Johnson County prosecutors give different descriptors for John Meredith Hodges. They say he’s a liar, a prescription drug addict and a swindler. He is charged with a string of felonies, including the first-degree murder of Franchesca Brown.
The chilling allegations unwound in a preliminary hearing this week, full of warnings for anyone seeking love online.
Brown’s body was found last September, wrapped up in a tarp and thrown into a patch of woods near College Boulevard. The South Carolina doctor came to Overland Park for a medical conference and to meet with Hodges. She had only seen him in person one other time, friends said at the hearings.
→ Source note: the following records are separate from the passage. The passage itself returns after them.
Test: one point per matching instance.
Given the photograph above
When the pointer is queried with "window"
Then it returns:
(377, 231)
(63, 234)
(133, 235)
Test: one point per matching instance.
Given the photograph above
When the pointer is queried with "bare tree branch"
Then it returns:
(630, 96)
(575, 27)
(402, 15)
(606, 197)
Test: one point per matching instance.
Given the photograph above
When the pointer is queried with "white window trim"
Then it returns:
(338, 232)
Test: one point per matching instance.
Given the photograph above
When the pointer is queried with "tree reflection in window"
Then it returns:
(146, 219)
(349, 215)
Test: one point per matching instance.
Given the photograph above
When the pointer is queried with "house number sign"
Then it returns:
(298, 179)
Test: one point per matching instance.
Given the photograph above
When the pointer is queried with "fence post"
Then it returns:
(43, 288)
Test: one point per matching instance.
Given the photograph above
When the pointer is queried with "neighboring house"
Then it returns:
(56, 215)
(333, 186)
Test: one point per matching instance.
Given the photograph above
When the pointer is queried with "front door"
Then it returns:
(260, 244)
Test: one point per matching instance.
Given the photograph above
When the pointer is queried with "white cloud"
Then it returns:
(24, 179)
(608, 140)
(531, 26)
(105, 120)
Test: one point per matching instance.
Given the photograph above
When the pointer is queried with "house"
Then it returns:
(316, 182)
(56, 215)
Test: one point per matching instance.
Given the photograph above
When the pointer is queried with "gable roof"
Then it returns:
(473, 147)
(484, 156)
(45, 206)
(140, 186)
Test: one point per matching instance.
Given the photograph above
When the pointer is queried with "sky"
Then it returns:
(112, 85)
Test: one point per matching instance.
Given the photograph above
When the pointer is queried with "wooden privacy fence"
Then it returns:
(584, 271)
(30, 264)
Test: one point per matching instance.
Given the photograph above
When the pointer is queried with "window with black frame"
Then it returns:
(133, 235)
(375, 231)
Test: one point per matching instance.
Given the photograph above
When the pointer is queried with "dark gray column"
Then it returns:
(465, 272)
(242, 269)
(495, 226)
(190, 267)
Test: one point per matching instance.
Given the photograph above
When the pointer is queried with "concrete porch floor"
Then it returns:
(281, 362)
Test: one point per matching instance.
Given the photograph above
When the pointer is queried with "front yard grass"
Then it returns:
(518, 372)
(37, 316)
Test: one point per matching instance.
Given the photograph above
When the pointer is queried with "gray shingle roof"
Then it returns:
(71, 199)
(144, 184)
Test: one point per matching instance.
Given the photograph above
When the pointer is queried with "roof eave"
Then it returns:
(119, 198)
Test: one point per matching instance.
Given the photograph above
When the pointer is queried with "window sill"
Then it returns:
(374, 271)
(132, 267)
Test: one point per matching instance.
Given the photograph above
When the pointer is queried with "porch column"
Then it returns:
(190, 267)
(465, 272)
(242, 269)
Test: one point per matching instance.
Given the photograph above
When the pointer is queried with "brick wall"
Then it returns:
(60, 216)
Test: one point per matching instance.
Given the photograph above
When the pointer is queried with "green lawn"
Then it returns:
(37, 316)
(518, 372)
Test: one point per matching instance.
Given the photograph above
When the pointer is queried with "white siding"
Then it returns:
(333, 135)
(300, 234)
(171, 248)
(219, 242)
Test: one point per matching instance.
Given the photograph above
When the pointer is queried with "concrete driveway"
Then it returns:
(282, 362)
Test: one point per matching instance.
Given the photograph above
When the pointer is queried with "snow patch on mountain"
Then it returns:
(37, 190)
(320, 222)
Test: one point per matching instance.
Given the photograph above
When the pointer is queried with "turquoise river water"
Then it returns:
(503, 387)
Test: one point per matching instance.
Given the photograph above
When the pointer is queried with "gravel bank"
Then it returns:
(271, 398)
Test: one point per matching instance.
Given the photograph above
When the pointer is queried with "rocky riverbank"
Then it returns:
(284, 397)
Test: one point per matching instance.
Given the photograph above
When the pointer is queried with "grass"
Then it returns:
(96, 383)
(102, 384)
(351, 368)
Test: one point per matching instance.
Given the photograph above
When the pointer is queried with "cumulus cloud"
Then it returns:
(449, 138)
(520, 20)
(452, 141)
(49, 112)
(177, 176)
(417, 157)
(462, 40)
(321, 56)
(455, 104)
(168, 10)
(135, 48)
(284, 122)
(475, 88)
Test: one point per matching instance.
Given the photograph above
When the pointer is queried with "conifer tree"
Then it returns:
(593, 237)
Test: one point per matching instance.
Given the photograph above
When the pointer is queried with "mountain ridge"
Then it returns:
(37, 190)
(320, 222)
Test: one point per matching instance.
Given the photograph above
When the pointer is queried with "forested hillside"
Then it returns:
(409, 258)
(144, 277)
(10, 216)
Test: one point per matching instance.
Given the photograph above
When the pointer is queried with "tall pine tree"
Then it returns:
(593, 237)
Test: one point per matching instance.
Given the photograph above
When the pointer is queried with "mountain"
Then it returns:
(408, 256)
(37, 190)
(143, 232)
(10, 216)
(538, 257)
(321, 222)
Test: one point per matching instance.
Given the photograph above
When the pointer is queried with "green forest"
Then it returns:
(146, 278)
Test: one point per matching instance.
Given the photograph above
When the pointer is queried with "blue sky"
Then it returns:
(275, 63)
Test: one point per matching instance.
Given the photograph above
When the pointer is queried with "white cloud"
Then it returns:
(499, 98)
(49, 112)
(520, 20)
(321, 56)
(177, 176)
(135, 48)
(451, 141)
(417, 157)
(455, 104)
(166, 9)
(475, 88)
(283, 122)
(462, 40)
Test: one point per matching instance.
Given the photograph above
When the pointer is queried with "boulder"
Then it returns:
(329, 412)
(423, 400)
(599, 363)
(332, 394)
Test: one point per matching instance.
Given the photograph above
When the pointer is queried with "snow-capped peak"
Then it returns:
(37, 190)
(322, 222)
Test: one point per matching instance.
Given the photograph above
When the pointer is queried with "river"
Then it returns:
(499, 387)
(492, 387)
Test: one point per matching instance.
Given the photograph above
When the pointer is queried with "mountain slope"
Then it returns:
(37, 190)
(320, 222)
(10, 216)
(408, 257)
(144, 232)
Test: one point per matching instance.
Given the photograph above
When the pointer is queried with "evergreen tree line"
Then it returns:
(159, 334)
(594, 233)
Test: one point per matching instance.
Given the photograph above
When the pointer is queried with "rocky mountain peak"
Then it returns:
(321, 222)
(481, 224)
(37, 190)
Red flag.
Ladies, a man can ask the Internet how long it will take for you to die by suffocation. Another quick search can give tips on disposing of your dead body and ways of camouflaging it so your rotting flesh is less likely to smell.
Prosecutors contend Hodges performed both such searches in murdering Brown.
Turnabout is fair play. The same tools of the Internet can aid in staying safe from a dating predator.
In Kansas it takes more work, but Missouri is one of the states with online access to a plethora of public records. Go to
. It’s free.
Drunken-driving convictions can be flagged. You can see if restraining orders have been taken out on your potential beloved. You can determine if your boyfriend-to-be actually is divorced or if he is just hiding his wedding ring. (Hodges has one ex-wife, one current one and a bevy of girlfriends, prosecutors said.)
Or you may find nothing. A man worthy of your time won’t mind a little checking. Despite its benefits, online dating circumvents the traditional safety measures that come when a trusted friend or a relative makes the introduction.
It’s not so much that the doctor was naive, prosecutors said. It was that Hodges was slick.
Shackled, led by deputies, he didn’t look too promising this week at the courthouse.
Either way, his stories of being a wheeler-dealer with business interests in South America made him the perfect fit for a dating website boasting members who are “CEOs, pro athletes, doctors, lawyers, investors, entrepreneurs, beauty queens, fitness models and Hollywood celebrities.”
It also claims that “anyone who earns $150,000 and above annually” qualifies as a millionaire. Right.
In other words, there is nothing special about the people on this website — in at least one case, not in a way you want to find out about.